When Calmise first saw CLM staff circulating around her neighborhood asking questions, she didn’t think anything of it. Even when they came to speak to her about her disability, she assumed nothing would come of it. “I’m used to it. People would come by, take my picture, and then they’d tell us that they’ll come back with help. We’d never see them again.”
She’s a lively young woman, but she was born with badly deformed feet. Her insteps are straight. She has no ability to bend her ankles. So the soles of her feet are nearly parallel to her calves. She can’t stand on them. She gets around nimbly by walking on her knees. It means that she can’t get far very easily.

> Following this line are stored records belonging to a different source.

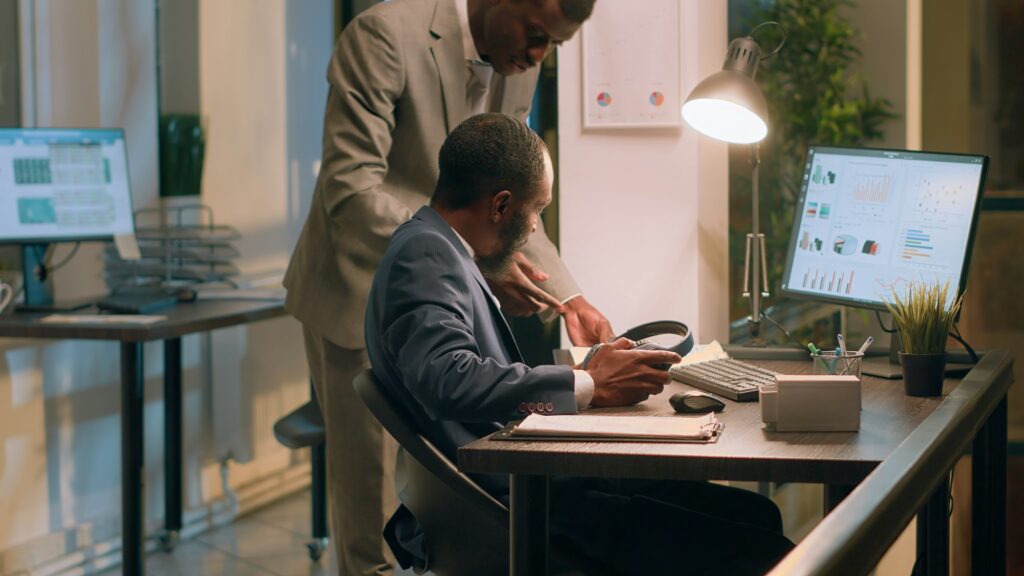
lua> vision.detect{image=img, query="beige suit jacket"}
[284,0,580,349]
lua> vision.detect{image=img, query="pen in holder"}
[811,351,864,379]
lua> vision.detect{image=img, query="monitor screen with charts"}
[0,128,134,243]
[781,147,988,310]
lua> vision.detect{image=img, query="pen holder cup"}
[811,352,864,379]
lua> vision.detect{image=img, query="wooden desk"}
[0,300,285,575]
[459,344,1009,575]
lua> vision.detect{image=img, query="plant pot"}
[899,352,946,397]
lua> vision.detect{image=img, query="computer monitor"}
[0,128,134,305]
[0,128,134,244]
[781,146,988,373]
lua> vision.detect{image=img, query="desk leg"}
[971,397,1007,574]
[823,484,855,516]
[509,475,548,576]
[161,338,182,550]
[121,342,145,576]
[914,475,949,576]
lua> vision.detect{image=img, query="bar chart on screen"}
[801,266,856,294]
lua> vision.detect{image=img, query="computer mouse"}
[669,390,725,414]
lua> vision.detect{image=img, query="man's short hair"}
[558,0,596,24]
[431,113,546,210]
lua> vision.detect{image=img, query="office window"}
[922,0,1024,450]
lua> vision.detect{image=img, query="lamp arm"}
[746,20,790,59]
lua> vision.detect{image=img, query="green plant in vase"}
[885,281,964,396]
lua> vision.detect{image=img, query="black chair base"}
[273,382,329,562]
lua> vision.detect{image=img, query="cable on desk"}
[45,242,82,272]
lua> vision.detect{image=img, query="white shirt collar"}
[449,227,476,259]
[455,0,483,64]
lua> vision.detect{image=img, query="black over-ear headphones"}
[580,320,693,370]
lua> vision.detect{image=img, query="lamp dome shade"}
[683,70,768,143]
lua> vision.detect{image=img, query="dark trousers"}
[551,478,793,576]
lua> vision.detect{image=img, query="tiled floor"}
[103,490,413,576]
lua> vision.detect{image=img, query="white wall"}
[0,0,332,573]
[558,0,728,342]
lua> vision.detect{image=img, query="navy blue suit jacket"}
[366,206,577,479]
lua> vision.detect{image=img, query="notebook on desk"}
[493,412,724,444]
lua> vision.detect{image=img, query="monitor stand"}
[860,332,974,380]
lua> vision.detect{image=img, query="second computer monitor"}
[781,146,988,310]
[0,128,134,244]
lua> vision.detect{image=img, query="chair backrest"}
[353,370,509,576]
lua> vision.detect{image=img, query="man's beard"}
[476,212,529,278]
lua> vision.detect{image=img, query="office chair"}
[353,370,608,576]
[273,382,328,562]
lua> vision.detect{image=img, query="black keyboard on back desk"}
[670,358,778,402]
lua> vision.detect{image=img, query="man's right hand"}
[587,338,682,408]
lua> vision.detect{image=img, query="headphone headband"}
[582,320,693,370]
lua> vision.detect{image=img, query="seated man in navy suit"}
[366,114,793,574]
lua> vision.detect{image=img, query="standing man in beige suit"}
[285,0,611,575]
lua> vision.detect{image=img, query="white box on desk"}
[760,374,860,431]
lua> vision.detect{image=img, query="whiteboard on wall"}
[583,0,682,128]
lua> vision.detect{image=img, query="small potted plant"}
[885,282,964,396]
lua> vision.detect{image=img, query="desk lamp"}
[683,22,785,344]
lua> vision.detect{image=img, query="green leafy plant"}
[884,281,964,354]
[730,0,897,318]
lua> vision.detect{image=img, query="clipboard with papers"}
[492,412,725,444]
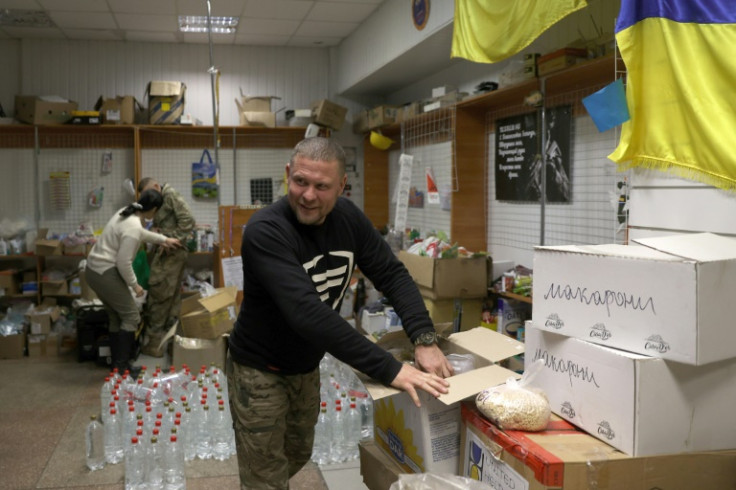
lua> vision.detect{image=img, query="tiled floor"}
[0,354,366,490]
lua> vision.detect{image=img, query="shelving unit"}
[363,55,615,250]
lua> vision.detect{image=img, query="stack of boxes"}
[526,233,736,456]
[162,286,237,366]
[460,233,736,490]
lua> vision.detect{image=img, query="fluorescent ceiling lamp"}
[0,9,56,27]
[179,15,240,34]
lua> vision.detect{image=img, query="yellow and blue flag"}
[451,0,588,63]
[609,0,736,190]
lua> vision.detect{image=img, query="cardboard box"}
[368,105,399,129]
[526,322,736,456]
[424,298,483,330]
[95,95,140,124]
[28,334,47,358]
[172,335,228,367]
[532,233,736,365]
[34,228,63,256]
[399,250,488,299]
[26,298,61,340]
[364,327,524,474]
[180,286,237,339]
[358,441,405,490]
[537,48,588,77]
[353,111,368,134]
[41,280,69,296]
[400,101,423,121]
[235,88,281,112]
[312,99,348,131]
[15,95,79,124]
[0,269,18,296]
[0,332,26,359]
[460,402,736,490]
[240,111,276,128]
[146,80,187,124]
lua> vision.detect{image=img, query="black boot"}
[111,330,140,379]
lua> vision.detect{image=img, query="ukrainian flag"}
[451,0,587,63]
[609,0,736,190]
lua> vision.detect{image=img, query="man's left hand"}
[414,344,454,378]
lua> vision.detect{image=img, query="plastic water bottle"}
[360,393,373,441]
[100,376,115,416]
[194,400,212,459]
[312,402,332,464]
[85,415,105,471]
[104,408,124,464]
[164,435,187,490]
[330,404,347,463]
[210,404,233,461]
[180,407,197,462]
[145,436,164,490]
[345,402,362,461]
[125,436,146,490]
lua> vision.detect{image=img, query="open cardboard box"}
[179,286,238,339]
[532,233,736,365]
[399,250,488,299]
[364,327,524,474]
[26,298,61,335]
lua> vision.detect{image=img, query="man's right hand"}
[391,364,450,407]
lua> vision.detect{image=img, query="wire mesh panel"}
[141,148,218,231]
[389,107,457,239]
[486,81,625,251]
[38,127,135,234]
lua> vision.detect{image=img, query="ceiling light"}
[0,9,56,27]
[179,15,240,34]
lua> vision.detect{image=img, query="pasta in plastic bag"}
[475,359,551,432]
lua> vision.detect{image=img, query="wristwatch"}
[414,332,437,346]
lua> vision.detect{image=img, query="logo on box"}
[388,429,404,463]
[598,420,616,441]
[544,313,565,330]
[560,402,575,420]
[644,335,670,354]
[590,323,611,340]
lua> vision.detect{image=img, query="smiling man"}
[226,137,452,489]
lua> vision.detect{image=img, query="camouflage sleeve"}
[169,193,195,242]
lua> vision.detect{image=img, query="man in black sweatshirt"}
[226,137,452,489]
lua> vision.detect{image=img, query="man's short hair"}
[138,177,156,193]
[289,136,345,176]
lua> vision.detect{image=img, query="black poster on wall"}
[495,105,572,203]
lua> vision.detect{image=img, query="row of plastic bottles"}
[86,366,235,489]
[312,354,373,465]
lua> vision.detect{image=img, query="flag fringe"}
[616,157,736,192]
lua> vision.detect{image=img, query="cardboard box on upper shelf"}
[235,87,281,112]
[532,233,736,365]
[95,95,140,124]
[364,327,524,474]
[146,80,187,124]
[526,322,736,456]
[312,99,348,131]
[15,95,79,124]
[368,105,399,129]
[460,402,736,490]
[399,250,488,299]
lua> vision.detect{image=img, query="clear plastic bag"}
[389,473,493,490]
[475,359,552,432]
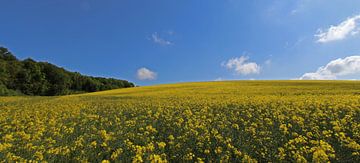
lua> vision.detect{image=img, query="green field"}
[0,81,360,162]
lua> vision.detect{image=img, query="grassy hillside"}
[0,81,360,162]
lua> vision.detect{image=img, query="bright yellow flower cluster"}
[0,81,360,162]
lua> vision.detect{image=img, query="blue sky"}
[0,0,360,85]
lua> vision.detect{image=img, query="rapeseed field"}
[0,81,360,162]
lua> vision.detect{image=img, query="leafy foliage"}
[0,47,134,96]
[0,81,360,162]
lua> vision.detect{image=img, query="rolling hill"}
[0,81,360,162]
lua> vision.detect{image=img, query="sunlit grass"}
[0,81,360,162]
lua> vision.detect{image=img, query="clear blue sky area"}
[0,0,360,85]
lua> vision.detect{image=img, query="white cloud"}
[299,56,360,80]
[315,15,360,43]
[151,32,173,46]
[136,67,157,80]
[222,56,260,75]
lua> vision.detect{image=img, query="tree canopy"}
[0,47,134,96]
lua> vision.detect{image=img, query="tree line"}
[0,47,134,96]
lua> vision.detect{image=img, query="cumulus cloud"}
[222,56,260,75]
[299,56,360,80]
[136,67,157,80]
[315,15,360,43]
[151,31,173,46]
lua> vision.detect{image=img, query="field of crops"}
[0,81,360,162]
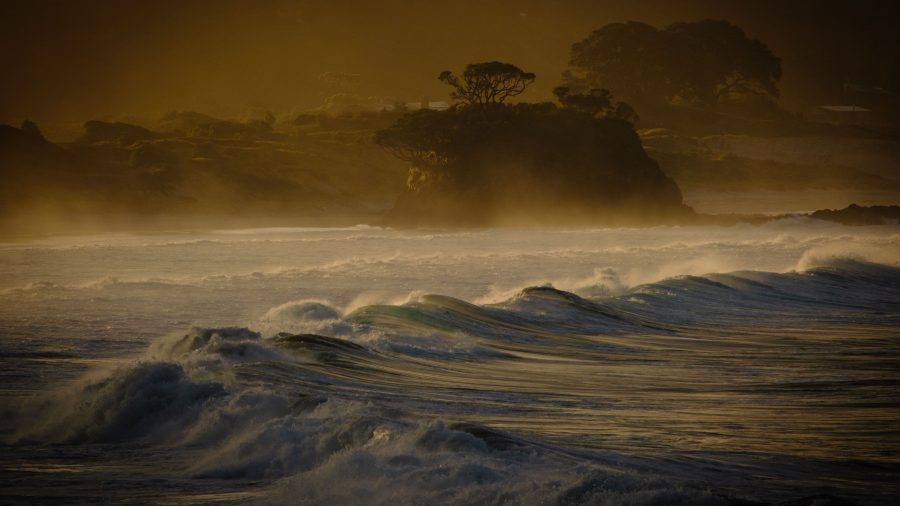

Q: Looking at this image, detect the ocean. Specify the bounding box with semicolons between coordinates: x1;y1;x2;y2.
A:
0;222;900;505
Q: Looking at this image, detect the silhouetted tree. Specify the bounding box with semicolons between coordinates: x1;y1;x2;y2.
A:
563;21;674;104
375;109;458;170
563;20;781;105
666;19;781;103
438;61;535;106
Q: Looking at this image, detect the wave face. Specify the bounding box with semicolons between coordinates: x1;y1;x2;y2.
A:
0;223;900;505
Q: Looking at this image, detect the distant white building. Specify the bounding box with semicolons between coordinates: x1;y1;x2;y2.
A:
811;105;872;123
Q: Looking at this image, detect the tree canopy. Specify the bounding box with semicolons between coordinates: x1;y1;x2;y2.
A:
563;20;781;105
438;61;535;106
375;62;687;225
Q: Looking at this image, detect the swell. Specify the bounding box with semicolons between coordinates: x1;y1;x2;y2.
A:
4;260;900;504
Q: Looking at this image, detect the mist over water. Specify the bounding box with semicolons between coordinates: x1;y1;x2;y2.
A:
0;223;900;504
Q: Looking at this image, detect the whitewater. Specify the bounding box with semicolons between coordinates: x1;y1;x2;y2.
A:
0;222;900;505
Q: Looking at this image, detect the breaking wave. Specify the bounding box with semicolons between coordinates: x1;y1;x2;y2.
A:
6;257;900;504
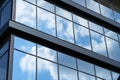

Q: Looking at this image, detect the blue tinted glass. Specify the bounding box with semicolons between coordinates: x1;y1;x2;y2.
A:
100;5;114;19
73;15;88;27
104;28;118;40
37;0;54;12
1;2;11;27
37;45;57;62
15;0;36;28
0;53;8;80
56;7;72;20
14;37;36;55
59;66;78;80
86;0;100;13
112;72;120;80
12;51;36;80
25;0;36;4
72;0;85;6
37;58;58;80
79;72;95;80
74;24;91;50
0;42;9;57
89;22;103;34
57;16;74;43
37;8;56;36
106;38;120;62
95;66;112;80
91;31;107;56
114;11;120;23
78;60;94;75
58;53;76;69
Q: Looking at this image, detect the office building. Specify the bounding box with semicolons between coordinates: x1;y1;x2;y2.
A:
0;0;120;80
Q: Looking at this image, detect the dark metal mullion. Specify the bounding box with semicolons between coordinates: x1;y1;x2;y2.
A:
7;34;14;80
102;27;109;58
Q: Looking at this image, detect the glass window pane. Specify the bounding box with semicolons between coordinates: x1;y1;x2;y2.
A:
72;0;85;6
104;28;118;40
78;60;94;74
1;2;11;27
37;45;57;62
95;66;112;80
74;24;91;50
91;31;107;56
0;42;9;57
14;37;36;55
37;58;58;80
100;5;114;20
59;66;78;80
37;8;56;36
12;51;36;80
56;7;72;20
25;0;36;4
15;0;36;28
112;72;120;80
89;22;103;34
79;72;95;80
106;38;120;62
58;53;76;69
57;16;74;43
73;15;88;27
114;11;120;23
86;0;100;13
0;53;8;80
37;0;54;12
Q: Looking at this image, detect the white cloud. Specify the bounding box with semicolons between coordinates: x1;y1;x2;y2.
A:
19;46;57;80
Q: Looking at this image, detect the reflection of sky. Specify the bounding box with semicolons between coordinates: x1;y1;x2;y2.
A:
74;24;91;50
91;31;107;56
58;53;76;69
86;0;100;13
106;38;120;61
56;7;72;20
96;66;112;80
78;60;94;74
37;8;55;36
79;72;95;80
72;0;85;6
100;5;114;19
37;0;54;12
57;16;74;43
37;45;57;62
0;53;8;80
14;37;36;55
16;0;36;28
38;59;58;80
104;28;118;40
12;51;36;80
73;15;88;27
59;66;78;80
89;21;103;34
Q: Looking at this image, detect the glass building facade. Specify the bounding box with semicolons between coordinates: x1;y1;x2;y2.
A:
0;0;120;80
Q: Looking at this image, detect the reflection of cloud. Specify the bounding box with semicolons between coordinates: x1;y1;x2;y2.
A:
57;16;73;43
56;7;72;20
19;46;57;80
16;0;36;28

Calmise was living with her mother and stepfather when CLM’s selection team passed through Pouli, but the older couple was breaking up. As the mother prepared to moved back to Belladère, where she was from, she pondered what Calmise should do. “She told me to stay in Pouli because she didn’t want me to miss out on the program.” So Calmise moved in with her older sister and their mother moved away.
She began to think that the program was something serious when she started to receive her weekly visits. Her case manager would come on Wednesdays, and sometimes other members of the staff would come as well. She chose pigs and small commerce as her two activities, but she says she never had much luck with livestock. Her pig died, though she was able to sell it and add the money to her savings. She bought two goats while she was in the program, and her older brother keeps one of them for her, but she ended up selling the other and putting the money aside. The savings from those sales, together with other savings from her weekly stipend and her small commerce, enabled her to buy a young bull for 10,000 gourds, which she gave to a neighbor to keep for her. They’ve agreed to keep it while it grows until the can sell it for about 17,500, which will be enough for them to buy a female that will be ready to breed.
Her real income now comes from her commerce. She has a very small one that she manages on and off, selling cookies and crackers and other small packaged snacks to neighbors. It works when she is at her sister’s house, but when she travels, as she regularly does, to the house she built next to her mother’s, in Belladère, it doesn’t work. That house has too many little hands looking for a snack. Her family ends up eating into her profits.
Instead, she invests in kasav, traditional Haitian flat bread made of finely grated manioc. It is the same business that her mother is in, so she can give her mother money to buy manioc when she buys for herself. Calmise then prepares her own kasav for sale.
They key to her progress has been how she’s learned to save. She received four-weeks of training on why and how to saved that was adapted by a program developed by Texas Christian University professor Dawn Elliott. The program, called “More than Budgets,” emphasizes the importance of establishing the habit of savings through setting savings goals and creating social pressures that favor savings. Calmise received a small box, but for 18 months her case manager kept the key. She would make a deposit into her box during each weekly visit. Every six months, Calmise could earn a small cash prize if she saved consistently, and those prizes contributed a lot towards the purchase of her bull.
Calmise feels differently about herself now that she has been through the program, and others see her differently. “It used to be that my family wouldn’t even take me to the hospital if I was sick. Now they’ll take me even if I don’t have the money to pay for it at the time. Thy value me. I have value in everyone’s eyes.”
And she has advice for those who might join the program in the future. “Don’t think of it as a small thing. Look at it as a big deal. take care of every little thing you’re given, because they can grow into big things eventually.”